わらに付着の状態で夏では4週間、冬では9週間ウイルスは生存し、偶蹄目だけでなく、他の家畜や人にも付着して、運ばれるし、塵にくっついて空気感染もします。
口蹄疫は治療が出来ないウイルスによっていて、罹る動物の種類も数も多く、伝搬性が強力で、非常に厄介な代物です。

ある国で入らないよう完璧な防疫体制を敷いて口蹄疫清浄国となっても、ある国では、ワクチンを使って口蹄疫を防御している国もあり、むしろ後者の口蹄疫清浄国でない国の方が遙かに多いのです。
ワクチン接種国で口蹄疫ウイルスは生き続けていて、野生の中では口蹄疫は制御不可能ですし、ウイルスを撲滅することは土台無理な話なのです。
今回の宮崎では、チーズのために飼育されていた水牛が感染しましたが、典型的な口蹄疫の症状でなかったため、見逃され、3週間後に他の牛で口蹄疫が確認されて水牛を改めて検査して発覚したように、初期感染を確実に把握するのも容易ではありません。
さらに、現代はグローバル時代、家畜そのものだけでなく、人や物が頻繁に世界中を行き交い、口蹄疫清浄国にそうでない国から牛や豚を入れないとしても、人や物は入ってくるのであり、国境を接していれば風でも入ってくるであり、ウイルスを遮断することは絶対に不可能なのです。
さらにグローバル化が進むと、口蹄疫は清浄国でもどこかで常に流行る可能性に満ちてくるものと予想され、口蹄疫清浄国を維持し続けることは益々困難になってくるのではないかと思います。
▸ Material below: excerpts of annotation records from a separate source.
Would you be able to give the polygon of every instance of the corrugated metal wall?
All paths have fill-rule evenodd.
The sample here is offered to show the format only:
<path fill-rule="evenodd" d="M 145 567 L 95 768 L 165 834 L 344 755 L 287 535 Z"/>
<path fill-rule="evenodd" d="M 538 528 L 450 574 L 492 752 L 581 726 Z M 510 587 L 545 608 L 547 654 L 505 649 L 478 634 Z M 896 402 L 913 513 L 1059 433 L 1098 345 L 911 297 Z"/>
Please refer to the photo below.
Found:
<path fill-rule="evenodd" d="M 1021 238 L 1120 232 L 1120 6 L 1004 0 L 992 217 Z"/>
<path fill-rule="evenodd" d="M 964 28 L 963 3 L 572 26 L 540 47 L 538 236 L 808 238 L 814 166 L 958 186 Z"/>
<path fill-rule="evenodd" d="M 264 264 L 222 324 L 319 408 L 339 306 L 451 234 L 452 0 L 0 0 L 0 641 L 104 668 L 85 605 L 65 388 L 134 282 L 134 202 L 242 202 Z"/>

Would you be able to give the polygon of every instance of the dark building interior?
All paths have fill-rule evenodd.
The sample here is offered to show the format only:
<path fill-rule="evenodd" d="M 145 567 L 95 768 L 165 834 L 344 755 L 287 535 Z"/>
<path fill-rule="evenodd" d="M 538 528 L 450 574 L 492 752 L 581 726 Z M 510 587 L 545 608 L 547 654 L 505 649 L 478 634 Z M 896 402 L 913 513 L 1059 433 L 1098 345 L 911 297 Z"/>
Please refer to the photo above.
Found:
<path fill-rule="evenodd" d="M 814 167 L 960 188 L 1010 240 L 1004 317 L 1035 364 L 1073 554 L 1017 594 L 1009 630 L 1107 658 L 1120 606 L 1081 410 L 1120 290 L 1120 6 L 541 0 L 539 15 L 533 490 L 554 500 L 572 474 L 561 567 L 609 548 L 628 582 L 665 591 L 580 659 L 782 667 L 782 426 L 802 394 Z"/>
それなら、いっそのこと、ワクチンでもって口蹄疫の発症を抑えれば、畜産業に与える打撃は極めて小さくなり、陽性の肉を食べても問題はないし、限られた食糧資源を無駄に薬殺することもありません。
口蹄疫清浄国というようなオールオアナッシングの制度を改め、ワクチン接種で家畜資源を有効に活用する方が良いのではないかと思います。